Оценить:
 Рейтинг: 0

Вразумление красным и комфорт проживания

<< 1 2 3 4 5 6 7 >>
На страницу:
4 из 7
Настройки чтения
Размер шрифта
Высота строк
Поля

Осталось спуститься вниз, к реке, вон она вьется, вдоль сопки. Хорошо расположились, разложились. Девочки стали мыть картошку, а мальчики пошли за дровами. Тут проблема и появилась: мальчики на всех принесли три ветки и охапку листьев. Тема костра умирала. Вода в реке значительно поднялась, и там, где можно было набрать дров, стояла вода. Петр Николаевич зажег листья, потом мелкие прутики, все ждали от него решений. Он, как-то по-пожарному крикнув: «Первое отделение за мной!», ухватил топор и двинулся назад по дороге. Россыпью, как в атаку на врага, рванули красные галстуки.

Вот и желанная завалинка из старых, но сухих, добротных досок. Стали ломать. А тут бодрый пионер, сгибаясь в три погибели, притащил откуда-то старый и ржавый лом. Дело пошло. Доски отрывались, но не ломались и не трескались, использовать их в качестве дров было сомнительно. Дверь, обитая тонкой рейкой, подходила больше, и Петя, сунув лом за пробой, сломал ее. Дверь вывалилась, а внутри уже было веселей. Пионеры мигом разобрали иконостас и алтарь, возвращались с добычей. Все налаживалось. Только тучи на небе становились все круглее и блестели. Те, кто там с Петей не побывал, пошли сами, вторым нашествием. Натаскали приличную кучу для смеха, танцев, песен и картошки печеной. Костер удался – в три метра, трескучий, с зелено-красным пламенем.

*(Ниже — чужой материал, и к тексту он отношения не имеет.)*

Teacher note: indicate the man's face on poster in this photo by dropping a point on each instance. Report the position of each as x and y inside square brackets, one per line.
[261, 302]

Смеркалось. Огонь и танцующие отражались в блестящих шарах низких туч. А наблюдавшим с сопки местным бабам и пацанам меньше было видно костер, а больше его отражение, и мерещились им свиные рыла, рога и хвосты. Картошка не удалась, сгорела и воняла краской, да еще и соль потеряли. Возвращались не очень стройно как-то, и палочка барабанная сгорела. Добрались посуху, но почти сразу завыл ветер, и полило очень сильно. Но мы уже за чаем и всегда готовы. Петя позвонил своему политическому руководству, доложил по костру и остальным моментам. Секретарь ответил: «Обсудим. Все по планам».

***

Утром от ливня и следа не осталось. Вышло солнышко и опять всех согрело одинаково. Завтракали. Разъезжались детки по мамам и папам, дедушкам и бабушкам. Отдых удался, все было мило и по-домашнему просто.

В два часа бюро райкома партии. Секретарь, малорослый, лысый и очень энергичный, цитировал материалы съезда и пленума ЦК и ключевые абзацы из речи первого секретаря ЦК КПСС. Даже дедушку вспомнил, про его «опиум для народа». Все волнуются, все за народ беспокоятся. Вынесли постановление, бюро райкома дружно проголосовало. Секретарь обвел глазами восемь членов бюро и спросил, заведомо безнадежно:

– Может, кто, что имеет добавить к обсуждаемому вопросу?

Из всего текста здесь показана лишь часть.